Therapeutic, diagnostic and theranostic applications of nanomedicines. A-C: PSMA-targeted PLA/PLGA-nanoparticles containing docetaxel (DTXL-TNP) were extensively optimized from a formulation point of view, their efficacy was evaluated in three different mouse tumor models (B), and their pharmacokinetics were assessed in mice, rats, monkeys and humans. In addition, initial responses in patients with lung cancer metastases and tonsillar tumors were monitored (C). D-F: Multilamellar liposomes containing cytarabine and daunorubicin (CPX-351) were extensively evaluated in vitro and in vivo, to identify the optimal ratio for synergistic drug efficacy (E). Liposomes containing an optimal ‘ratiometric’ mixture of 5:1 cytarabine vs. daunorubicin were subsequently evaluated in patients suffering from relapsed and refractorary acute myeloid leukemia, showing prolonged presence of drugs and metabolites in blood (F), and a significant number of complete responses in pretreated patients. G-I: Gadomer-17 is a polylysine dendrimer containing 24 gadolinium complexes. It is significantly larger it is highly useful for DCE-MRI, MR lymphography and MR angiography, enabling the visualization of tumor blood vessels and coronary arteries in animal models and in patients (H-I). J-L: Carboxydextran-coated iron oxide nanoparticles (Resovist) have been employed for MR angiography and stem cell tracking in preclinical models (K), as well as for visualizing metastatic liver lesions in patients (L).

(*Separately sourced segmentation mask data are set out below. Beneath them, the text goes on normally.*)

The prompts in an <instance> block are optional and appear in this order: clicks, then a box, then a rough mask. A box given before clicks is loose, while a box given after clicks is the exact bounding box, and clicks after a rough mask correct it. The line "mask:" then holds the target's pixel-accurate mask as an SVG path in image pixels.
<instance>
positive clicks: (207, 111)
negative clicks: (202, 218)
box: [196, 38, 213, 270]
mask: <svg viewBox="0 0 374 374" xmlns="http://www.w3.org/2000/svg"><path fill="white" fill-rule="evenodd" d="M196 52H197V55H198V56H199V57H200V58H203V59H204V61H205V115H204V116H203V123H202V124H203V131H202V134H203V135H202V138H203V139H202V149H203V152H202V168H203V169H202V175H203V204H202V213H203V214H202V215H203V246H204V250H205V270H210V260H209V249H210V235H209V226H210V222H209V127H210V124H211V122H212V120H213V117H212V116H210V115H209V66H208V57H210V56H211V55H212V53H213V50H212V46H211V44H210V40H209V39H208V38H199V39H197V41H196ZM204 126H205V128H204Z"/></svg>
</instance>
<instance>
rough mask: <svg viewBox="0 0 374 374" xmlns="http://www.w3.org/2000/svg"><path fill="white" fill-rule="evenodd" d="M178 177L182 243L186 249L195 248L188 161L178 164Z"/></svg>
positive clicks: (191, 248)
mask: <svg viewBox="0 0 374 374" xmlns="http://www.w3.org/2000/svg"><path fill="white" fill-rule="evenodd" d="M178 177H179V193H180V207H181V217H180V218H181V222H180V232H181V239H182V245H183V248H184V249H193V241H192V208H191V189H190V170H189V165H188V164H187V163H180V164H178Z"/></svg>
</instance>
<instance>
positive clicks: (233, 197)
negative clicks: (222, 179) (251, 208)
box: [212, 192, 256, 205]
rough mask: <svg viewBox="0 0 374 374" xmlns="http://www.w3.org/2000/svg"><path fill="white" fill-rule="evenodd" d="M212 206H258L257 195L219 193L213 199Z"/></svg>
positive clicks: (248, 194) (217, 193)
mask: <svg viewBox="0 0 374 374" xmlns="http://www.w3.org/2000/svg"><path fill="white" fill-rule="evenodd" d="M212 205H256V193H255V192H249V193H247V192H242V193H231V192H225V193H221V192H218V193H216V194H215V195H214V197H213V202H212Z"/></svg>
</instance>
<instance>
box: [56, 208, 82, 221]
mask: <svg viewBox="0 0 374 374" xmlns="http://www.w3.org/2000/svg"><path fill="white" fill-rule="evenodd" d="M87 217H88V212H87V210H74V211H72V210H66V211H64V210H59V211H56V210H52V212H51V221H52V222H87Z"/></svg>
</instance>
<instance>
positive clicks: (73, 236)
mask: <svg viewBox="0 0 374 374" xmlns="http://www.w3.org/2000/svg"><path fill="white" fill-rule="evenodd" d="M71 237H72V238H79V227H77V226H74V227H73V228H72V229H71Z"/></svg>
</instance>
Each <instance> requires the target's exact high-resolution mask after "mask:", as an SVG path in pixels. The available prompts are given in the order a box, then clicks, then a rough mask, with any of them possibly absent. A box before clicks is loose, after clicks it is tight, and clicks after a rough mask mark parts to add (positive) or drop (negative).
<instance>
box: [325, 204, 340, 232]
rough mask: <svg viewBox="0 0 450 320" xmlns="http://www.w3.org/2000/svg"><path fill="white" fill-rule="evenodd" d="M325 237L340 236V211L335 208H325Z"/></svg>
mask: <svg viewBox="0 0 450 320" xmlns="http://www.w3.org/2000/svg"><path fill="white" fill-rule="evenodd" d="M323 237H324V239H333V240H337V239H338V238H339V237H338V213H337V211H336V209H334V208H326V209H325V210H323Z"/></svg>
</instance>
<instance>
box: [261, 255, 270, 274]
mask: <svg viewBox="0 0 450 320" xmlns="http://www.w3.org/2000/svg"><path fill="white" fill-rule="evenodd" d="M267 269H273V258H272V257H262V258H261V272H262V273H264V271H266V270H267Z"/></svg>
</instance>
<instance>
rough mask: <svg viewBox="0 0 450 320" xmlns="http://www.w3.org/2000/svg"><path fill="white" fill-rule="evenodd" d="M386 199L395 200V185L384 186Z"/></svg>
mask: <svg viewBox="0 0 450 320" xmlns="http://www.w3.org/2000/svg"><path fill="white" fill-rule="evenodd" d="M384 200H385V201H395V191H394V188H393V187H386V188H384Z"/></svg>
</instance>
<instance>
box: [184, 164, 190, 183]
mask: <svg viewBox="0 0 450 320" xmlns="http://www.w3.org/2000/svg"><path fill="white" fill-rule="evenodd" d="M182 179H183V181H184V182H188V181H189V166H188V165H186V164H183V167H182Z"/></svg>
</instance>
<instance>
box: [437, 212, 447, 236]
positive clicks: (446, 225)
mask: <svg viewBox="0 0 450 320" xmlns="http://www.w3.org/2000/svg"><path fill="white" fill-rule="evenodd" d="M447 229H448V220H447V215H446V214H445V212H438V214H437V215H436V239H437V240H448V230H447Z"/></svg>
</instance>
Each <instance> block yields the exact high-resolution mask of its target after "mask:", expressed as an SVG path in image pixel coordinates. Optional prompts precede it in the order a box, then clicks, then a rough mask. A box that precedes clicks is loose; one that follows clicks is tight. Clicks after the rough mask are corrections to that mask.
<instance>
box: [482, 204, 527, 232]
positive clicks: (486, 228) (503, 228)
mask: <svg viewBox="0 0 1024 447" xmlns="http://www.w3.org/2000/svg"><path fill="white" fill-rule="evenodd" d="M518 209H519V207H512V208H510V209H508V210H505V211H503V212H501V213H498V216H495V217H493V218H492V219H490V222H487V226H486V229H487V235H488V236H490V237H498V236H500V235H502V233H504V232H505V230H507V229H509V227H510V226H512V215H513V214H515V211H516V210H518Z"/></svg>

M-P: HPMA-based polymeric nanomedicines can be functionalized both with drugs and with imaging agents, enabling the in vivo visualization of their circulating properties and tumor accumulation in tumor-bearing mice and rats (N), as well as their ability to target solid tumors and metastases in patients (O). P-R: Liposomes, such as Doxil, can also be easily co-loaded with drugs and imaging agents. In HNSCC-bearing nude rats, Doxil co-functionalized with the beta- and gamma-emitter rhenium-186 not only enabled the monitoring of tumor accumulation using 3D SPECT-CT and 2D gamma-scintigraphy (Q), but also the combination of radionuclide therapy with chemotherapy. Technetium-99m-labeled Doxil can be used to visualize and quantify tumor accumulation in patients, suffering e.g. from different types of sarcomas (R), thereby enabling patient preselection and (more) personalized nano-chemotherapeutic treatments. Images are adapted, with permission, from [30,32-34,38-42,50-52].

Figure 3

Rationale for image-guided and personalized nanomedicine. By combining non-invasive imaging information on the target site accumulation (1^st selection step) and therapeutic efficacy (2^nd patient selection step) of theranostics nanomedicines, patients can be preselected. They can then either be assigned to nanomedicine treatment (in case of moderate to high tumor accumulation and proper antitumor efficacy), or to conventional/alternative chemotherapeutic interventions (in case of low tumor accumulation and/or improper efficacy). In addition, during the first patient selection step, patients presenting with high levels of nanomedicine accumulation in potentially endangered healthy organs can be excluded from nanomedicine treatment, to attenuate the incidence and/or intensity of side effects. Image reproduced, with permission, from [9].